Bukan sebuah hal tabu lagi, mengingat zaman yang disebut zaman reformasi tapi buruh masih saja harus outsourcing ini maka semua barang bisa dipalsukan. Bahkan hal yang bukan “barang” bisa dipalsukan. Misal saja harapan palsu.Sungguh malang nasib mereka yang pernah dihinggapi perasaan sayang lalu ditinggalkan karena hanya diberi harapan. Tanpa pernah bisa benar-benar merealisasikan harapan itu. Mau mewujudkan gimana, wong harapannya saja palsu.
Siapa yang patut disalahkan dalam kasus seperti ini? Tidak ada yang benar-benar bersalah sebenarnya. Mau menyalahkan yang memberi harapan pasti sang pemberi harapan akan mengeluarkan argumen pembenarannya yang tidak bisa lagi disanggah.
Kalimat yang mematikan dan semakin menusuk dan menohok. “Salah siapa kepedean. Aku saja tidak pernah memberi harapan kok. Kamu saja yang nganggepnya beda.” Mau disanggah pakai kalimat apa lagi kalau sudah begini? Tidak ada kalimat yang mampu melawan kalimat maha kuat dan kokoh sekaligus mengiris ini.
Begitupun jika harus menyalahkan yang diberi harapan. Apa salah seseorang menaruh hati pada orang setiap hari tak pernah lelah menghiasi hari-harinya? Tentu saja tidak. Maka kebenaran sejati tetap jatuh kepada wanita, karena wanita selalu benar Tuhan yang Maha Benar.

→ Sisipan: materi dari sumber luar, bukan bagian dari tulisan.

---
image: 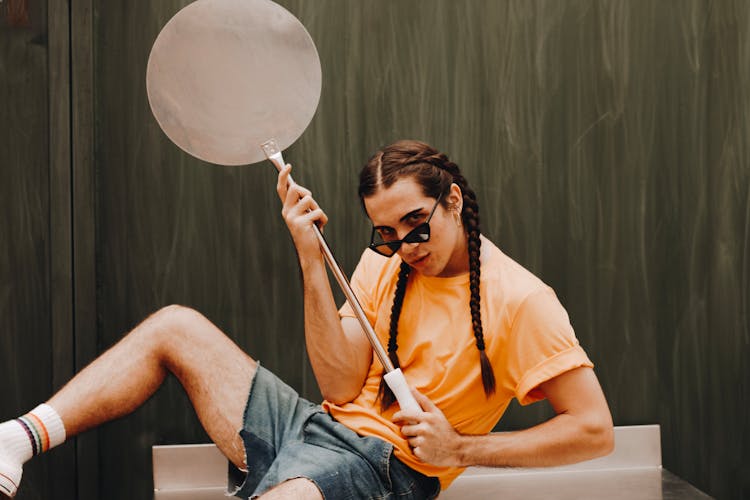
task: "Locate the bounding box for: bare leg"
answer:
[260,478,323,500]
[48,306,257,468]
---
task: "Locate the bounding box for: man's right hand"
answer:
[276,164,328,268]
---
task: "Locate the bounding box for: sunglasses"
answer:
[368,195,442,257]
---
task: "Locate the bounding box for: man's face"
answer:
[364,177,469,277]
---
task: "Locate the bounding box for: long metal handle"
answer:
[267,151,394,373]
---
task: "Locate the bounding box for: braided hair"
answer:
[359,140,495,411]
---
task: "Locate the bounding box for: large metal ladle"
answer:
[146,0,419,410]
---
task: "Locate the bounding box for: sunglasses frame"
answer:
[367,195,443,258]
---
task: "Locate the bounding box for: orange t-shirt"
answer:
[323,237,593,489]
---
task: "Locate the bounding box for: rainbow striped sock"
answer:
[0,404,65,497]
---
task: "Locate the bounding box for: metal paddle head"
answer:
[146,0,321,165]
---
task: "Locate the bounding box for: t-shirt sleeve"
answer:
[507,287,594,405]
[339,250,378,325]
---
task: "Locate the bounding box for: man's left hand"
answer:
[393,387,461,466]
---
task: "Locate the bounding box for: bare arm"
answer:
[394,368,614,467]
[276,165,372,403]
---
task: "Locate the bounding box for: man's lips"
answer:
[408,253,430,266]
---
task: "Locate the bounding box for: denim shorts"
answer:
[229,365,440,500]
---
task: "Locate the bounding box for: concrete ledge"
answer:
[153,425,710,500]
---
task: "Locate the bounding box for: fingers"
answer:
[276,164,328,229]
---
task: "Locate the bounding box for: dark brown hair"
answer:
[359,140,495,411]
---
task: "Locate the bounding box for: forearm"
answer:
[300,259,372,403]
[455,413,613,467]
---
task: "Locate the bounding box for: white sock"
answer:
[0,404,65,465]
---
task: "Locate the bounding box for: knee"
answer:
[147,304,214,342]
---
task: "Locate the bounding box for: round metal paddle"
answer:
[146,0,419,410]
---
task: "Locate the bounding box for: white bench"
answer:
[153,425,710,500]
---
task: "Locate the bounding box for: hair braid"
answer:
[378,262,411,411]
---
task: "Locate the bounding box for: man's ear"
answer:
[445,182,464,209]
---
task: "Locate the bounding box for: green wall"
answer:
[0,0,750,499]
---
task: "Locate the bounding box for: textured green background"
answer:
[0,0,750,499]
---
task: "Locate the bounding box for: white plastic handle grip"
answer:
[383,368,422,412]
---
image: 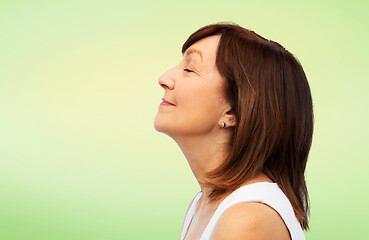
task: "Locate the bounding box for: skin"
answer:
[154,35,290,240]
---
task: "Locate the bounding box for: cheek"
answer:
[176,81,222,121]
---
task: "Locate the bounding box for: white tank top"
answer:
[181,182,305,240]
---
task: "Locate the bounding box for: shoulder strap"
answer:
[200,182,305,240]
[181,192,202,240]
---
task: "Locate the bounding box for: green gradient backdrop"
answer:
[0,0,369,240]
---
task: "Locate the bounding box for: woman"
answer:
[154,24,313,240]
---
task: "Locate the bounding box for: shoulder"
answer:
[211,202,291,240]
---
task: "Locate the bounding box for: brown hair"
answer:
[182,24,313,229]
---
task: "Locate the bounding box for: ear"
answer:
[222,106,237,127]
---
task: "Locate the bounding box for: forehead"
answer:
[184,35,220,60]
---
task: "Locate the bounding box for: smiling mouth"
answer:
[160,98,175,106]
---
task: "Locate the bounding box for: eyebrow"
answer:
[185,48,202,61]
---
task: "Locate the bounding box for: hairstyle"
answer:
[182,23,314,229]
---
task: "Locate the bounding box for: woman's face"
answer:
[154,35,230,137]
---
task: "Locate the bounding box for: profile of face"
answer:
[154,35,232,138]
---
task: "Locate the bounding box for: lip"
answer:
[160,98,175,106]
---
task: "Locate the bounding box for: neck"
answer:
[171,129,230,200]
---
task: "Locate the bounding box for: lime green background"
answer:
[0,0,369,240]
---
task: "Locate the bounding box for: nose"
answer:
[159,68,175,90]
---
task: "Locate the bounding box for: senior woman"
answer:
[154,24,313,240]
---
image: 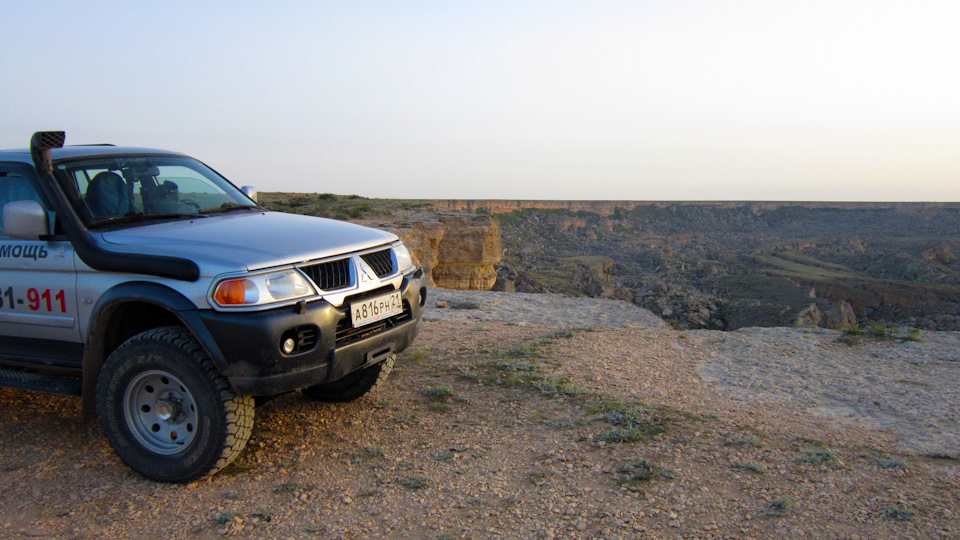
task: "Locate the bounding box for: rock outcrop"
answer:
[391,214,503,291]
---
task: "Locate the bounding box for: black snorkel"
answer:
[30,131,200,281]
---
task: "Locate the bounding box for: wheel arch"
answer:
[82,281,226,421]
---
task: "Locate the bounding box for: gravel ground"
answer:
[0,290,960,539]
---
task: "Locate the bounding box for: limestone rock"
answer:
[820,302,857,330]
[394,214,503,291]
[793,304,823,328]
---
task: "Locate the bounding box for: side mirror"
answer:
[3,201,50,240]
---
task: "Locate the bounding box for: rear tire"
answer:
[302,354,397,403]
[97,326,253,483]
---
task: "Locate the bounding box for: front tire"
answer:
[97,326,253,483]
[302,354,397,403]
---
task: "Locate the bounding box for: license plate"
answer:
[350,291,403,328]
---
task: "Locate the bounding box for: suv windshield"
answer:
[54,155,257,226]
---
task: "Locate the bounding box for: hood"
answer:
[101,212,397,276]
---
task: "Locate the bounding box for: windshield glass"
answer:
[54,155,256,226]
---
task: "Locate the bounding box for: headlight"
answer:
[393,244,413,272]
[212,269,317,307]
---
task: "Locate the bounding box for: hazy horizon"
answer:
[0,0,960,202]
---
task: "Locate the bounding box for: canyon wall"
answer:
[424,199,960,216]
[389,214,503,291]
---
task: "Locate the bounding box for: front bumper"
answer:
[200,269,426,396]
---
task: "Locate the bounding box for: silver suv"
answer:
[0,132,426,482]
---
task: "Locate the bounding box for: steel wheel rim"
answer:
[123,370,199,455]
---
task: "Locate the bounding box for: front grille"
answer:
[300,259,350,291]
[336,300,412,347]
[360,248,393,277]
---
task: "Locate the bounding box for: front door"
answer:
[0,162,83,367]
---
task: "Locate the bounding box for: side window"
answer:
[0,165,43,237]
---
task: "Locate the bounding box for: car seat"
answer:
[84,171,130,219]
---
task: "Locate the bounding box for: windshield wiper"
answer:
[200,203,263,214]
[92,212,207,227]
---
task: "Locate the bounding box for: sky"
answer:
[0,0,960,201]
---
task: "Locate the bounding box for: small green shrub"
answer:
[423,384,457,401]
[397,476,430,491]
[762,496,793,517]
[800,448,840,469]
[884,506,916,521]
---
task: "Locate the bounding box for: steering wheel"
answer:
[180,199,200,212]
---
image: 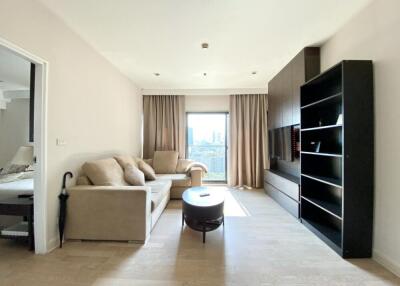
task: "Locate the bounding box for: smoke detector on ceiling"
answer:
[201,43,208,50]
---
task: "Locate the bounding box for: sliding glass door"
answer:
[186,112,228,182]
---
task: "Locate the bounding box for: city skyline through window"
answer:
[187,113,227,182]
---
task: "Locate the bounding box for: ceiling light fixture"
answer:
[201,43,208,50]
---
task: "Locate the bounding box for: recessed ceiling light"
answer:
[201,43,208,50]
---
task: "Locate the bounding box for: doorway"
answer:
[0,38,48,254]
[186,112,228,183]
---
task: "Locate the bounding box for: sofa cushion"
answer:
[76,176,93,186]
[82,158,128,186]
[156,174,192,187]
[176,159,194,174]
[185,162,208,173]
[114,155,137,169]
[124,164,145,186]
[146,179,172,211]
[153,151,179,174]
[138,161,156,181]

Semakin kesini pula, predikat jomblo semakin menurun kastanya. Kalau dulu menjadi jomblo menjadi sebuah hal biasa, alih-alih menggunakan kalimat “Aku mau fokus pada hidupku dan karirku.” Masih bisa menjadi pelindung. Kini kalimat itu sudah tak relevan lagi, bukan tak relevan sebenarnya tapi mungkin kini kalimat ini sudah terlalu tak bermakna dan bagi sebagian orang kalimat seperti ini hanya sebuah kalimat sampah.

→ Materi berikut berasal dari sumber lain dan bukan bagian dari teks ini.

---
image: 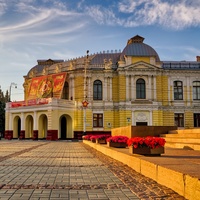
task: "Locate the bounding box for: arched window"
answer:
[174,81,183,100]
[93,80,102,100]
[62,82,69,99]
[193,81,200,100]
[136,78,146,99]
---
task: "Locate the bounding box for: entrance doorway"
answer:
[136,122,147,126]
[17,118,21,138]
[60,116,67,140]
[194,113,200,127]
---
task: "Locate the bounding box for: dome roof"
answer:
[122,35,160,62]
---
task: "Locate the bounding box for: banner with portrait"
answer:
[27,72,66,100]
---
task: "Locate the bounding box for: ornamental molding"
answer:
[124,61,163,71]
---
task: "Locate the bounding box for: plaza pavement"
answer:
[0,140,188,200]
[0,140,139,200]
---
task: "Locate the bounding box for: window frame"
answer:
[173,81,183,100]
[93,80,103,101]
[174,113,184,127]
[192,81,200,100]
[136,78,146,99]
[92,113,103,128]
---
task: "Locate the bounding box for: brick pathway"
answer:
[0,140,139,200]
[0,140,184,200]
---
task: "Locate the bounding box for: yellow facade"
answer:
[6,36,200,140]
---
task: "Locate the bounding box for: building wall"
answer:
[6,52,200,139]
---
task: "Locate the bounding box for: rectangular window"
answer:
[194,113,200,127]
[93,113,103,127]
[193,81,200,100]
[174,113,184,127]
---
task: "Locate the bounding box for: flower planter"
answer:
[96,139,107,144]
[129,146,164,156]
[107,142,127,148]
[91,139,96,143]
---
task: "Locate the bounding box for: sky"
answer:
[0,0,200,101]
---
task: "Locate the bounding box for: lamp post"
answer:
[9,82,17,101]
[82,50,89,135]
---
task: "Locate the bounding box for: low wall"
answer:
[83,140,200,200]
[111,126,177,138]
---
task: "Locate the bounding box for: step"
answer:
[165,142,200,151]
[160,133,200,139]
[164,137,200,144]
[169,128,200,134]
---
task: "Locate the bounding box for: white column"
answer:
[21,112,25,130]
[109,78,113,101]
[107,77,110,101]
[103,77,108,101]
[148,110,153,126]
[126,76,130,101]
[33,111,38,130]
[9,112,13,130]
[152,76,157,99]
[131,76,136,100]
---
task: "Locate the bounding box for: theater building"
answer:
[5,35,200,140]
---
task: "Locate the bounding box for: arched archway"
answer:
[59,115,73,140]
[13,116,21,138]
[25,115,33,138]
[38,114,48,139]
[60,116,67,140]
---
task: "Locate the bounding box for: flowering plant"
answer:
[90,134,110,140]
[106,136,128,143]
[127,136,166,149]
[82,135,92,140]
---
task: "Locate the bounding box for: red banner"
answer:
[27,73,66,100]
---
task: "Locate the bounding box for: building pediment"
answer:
[124,61,160,70]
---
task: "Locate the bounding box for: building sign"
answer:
[27,73,66,100]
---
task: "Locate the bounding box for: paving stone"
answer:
[0,140,184,200]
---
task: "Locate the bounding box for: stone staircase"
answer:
[160,128,200,151]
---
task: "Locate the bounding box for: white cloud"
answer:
[118,0,200,30]
[86,0,200,30]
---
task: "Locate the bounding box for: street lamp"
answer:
[9,82,17,101]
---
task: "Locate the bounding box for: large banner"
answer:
[27,73,66,100]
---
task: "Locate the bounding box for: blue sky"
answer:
[0,0,200,101]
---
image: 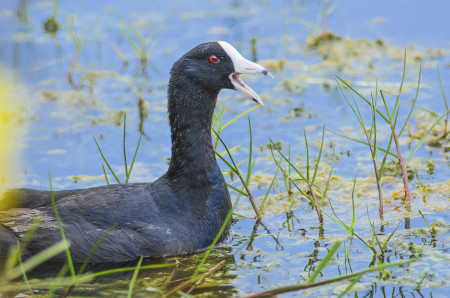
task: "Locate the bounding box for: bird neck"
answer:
[166,79,220,187]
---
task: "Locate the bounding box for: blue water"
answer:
[0,0,450,297]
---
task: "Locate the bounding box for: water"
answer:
[0,1,450,297]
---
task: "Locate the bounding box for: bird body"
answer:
[0,42,270,263]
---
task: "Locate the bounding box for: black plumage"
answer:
[0,42,270,263]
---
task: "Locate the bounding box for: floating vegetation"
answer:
[0,0,450,297]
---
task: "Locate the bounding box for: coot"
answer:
[0,41,272,263]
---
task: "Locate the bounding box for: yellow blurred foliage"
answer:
[0,65,27,196]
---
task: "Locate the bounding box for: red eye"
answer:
[209,55,219,63]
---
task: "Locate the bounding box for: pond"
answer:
[0,0,450,297]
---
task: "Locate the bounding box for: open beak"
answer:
[218,41,274,106]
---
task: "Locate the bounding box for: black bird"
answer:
[0,41,273,263]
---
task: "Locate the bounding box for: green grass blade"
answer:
[325,128,398,158]
[308,241,341,282]
[213,130,240,175]
[17,241,36,298]
[126,132,142,183]
[127,257,144,298]
[245,115,253,185]
[406,110,450,164]
[389,48,406,119]
[337,275,362,298]
[304,129,310,181]
[102,163,109,185]
[334,75,389,123]
[227,183,248,197]
[334,76,367,127]
[123,113,128,182]
[322,143,336,200]
[378,125,394,179]
[269,138,309,183]
[398,64,422,138]
[311,124,325,184]
[93,137,120,184]
[437,65,448,110]
[48,172,76,277]
[215,151,238,174]
[350,177,356,231]
[381,220,402,252]
[259,158,281,212]
[437,64,449,138]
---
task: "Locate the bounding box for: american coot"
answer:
[0,41,273,263]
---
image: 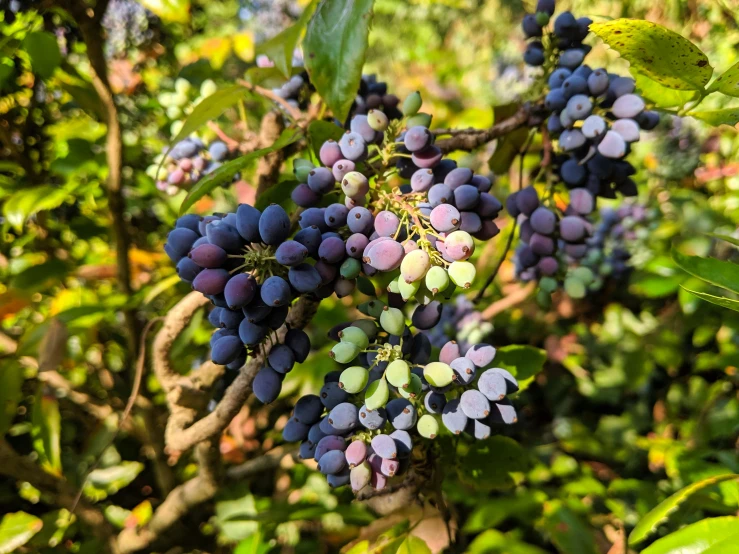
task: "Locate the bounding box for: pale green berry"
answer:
[423,362,454,387]
[385,360,411,388]
[364,377,390,410]
[339,365,369,394]
[416,414,439,439]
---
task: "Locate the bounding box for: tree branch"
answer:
[65,0,139,360]
[163,296,318,452]
[226,446,298,479]
[236,79,303,121]
[432,104,535,154]
[117,441,221,554]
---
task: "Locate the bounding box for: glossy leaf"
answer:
[23,31,62,79]
[642,516,739,554]
[31,389,62,475]
[631,68,696,108]
[0,512,44,554]
[83,462,145,500]
[543,501,598,554]
[140,0,190,23]
[303,0,374,121]
[688,108,739,127]
[180,129,303,215]
[590,19,713,90]
[672,248,739,294]
[0,363,24,438]
[683,287,739,312]
[256,0,318,79]
[629,474,739,545]
[708,62,739,98]
[459,435,528,490]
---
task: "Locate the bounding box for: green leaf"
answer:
[180,126,303,215]
[397,535,431,554]
[254,179,298,213]
[0,512,44,554]
[706,233,739,247]
[463,491,547,533]
[543,501,598,554]
[0,363,24,438]
[631,71,696,108]
[308,120,344,160]
[10,258,68,292]
[494,344,547,390]
[23,31,62,79]
[233,531,271,554]
[83,462,144,502]
[708,62,739,98]
[139,0,190,23]
[3,185,69,232]
[167,85,251,157]
[703,533,739,554]
[672,248,739,294]
[642,516,739,554]
[303,0,374,121]
[590,19,713,90]
[688,108,739,127]
[256,0,318,79]
[459,435,528,490]
[683,287,739,312]
[629,474,739,545]
[31,388,62,475]
[466,529,545,554]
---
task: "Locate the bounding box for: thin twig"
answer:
[70,317,163,513]
[482,281,536,321]
[433,104,536,153]
[63,0,138,360]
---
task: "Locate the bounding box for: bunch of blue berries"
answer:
[292,93,502,304]
[283,299,518,493]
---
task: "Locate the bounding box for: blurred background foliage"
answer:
[0,0,739,554]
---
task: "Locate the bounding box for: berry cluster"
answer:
[102,0,157,58]
[292,89,502,304]
[146,137,232,195]
[521,0,593,69]
[506,186,595,281]
[164,204,314,390]
[523,1,659,198]
[283,306,518,492]
[424,295,493,351]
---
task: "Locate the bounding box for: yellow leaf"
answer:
[233,33,254,62]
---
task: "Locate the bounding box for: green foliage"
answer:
[0,0,739,554]
[590,19,713,90]
[629,474,739,552]
[303,0,374,121]
[0,512,43,554]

Bagaimana tidak, lihat saja jika ada orang menggunakan kalimat itu sebagai tameng, bukan semakin aman dari tuduhan jomblo ngenes malah semakin membusuk dalam kubangan lembah kesengsaraan dan jadi tempat bully yang tak bisa diabaikan bahkan oleh anak SD yang kencing saja belum lurus.
Namun, bukan tak mungkin predikat jones atau jomblo ngenes ini bisa lepas tanpa harus menanggalkan status jomblo yang kadung kuat melekat. Banyak cara sebenarnya, namun sayangnya mereka terlalu malas atau terlalu sulit atau mungkin terlalu memikirkan soal demo kemarin yang tidak dihadiri oleh Jonru sehingga lupa bahwa untuk menjadi Jomblo Happy. Caranya mudah, cukup nikmati apa yang sedang dijalani tanpa pedulikan apa yang orang katakan. Kalau kata Agus Mulyadi “Jomblo Rapopo asal hafal Pancasila, atau kalau tidak ya tahu Hari Panca.”
Salam jomblo, dan semoga tidak kufur dalam fanatisme sempit untuk sekedar memuja kebenaran mereka yang berpasangan, bahkan pasangan presiden sekalipun.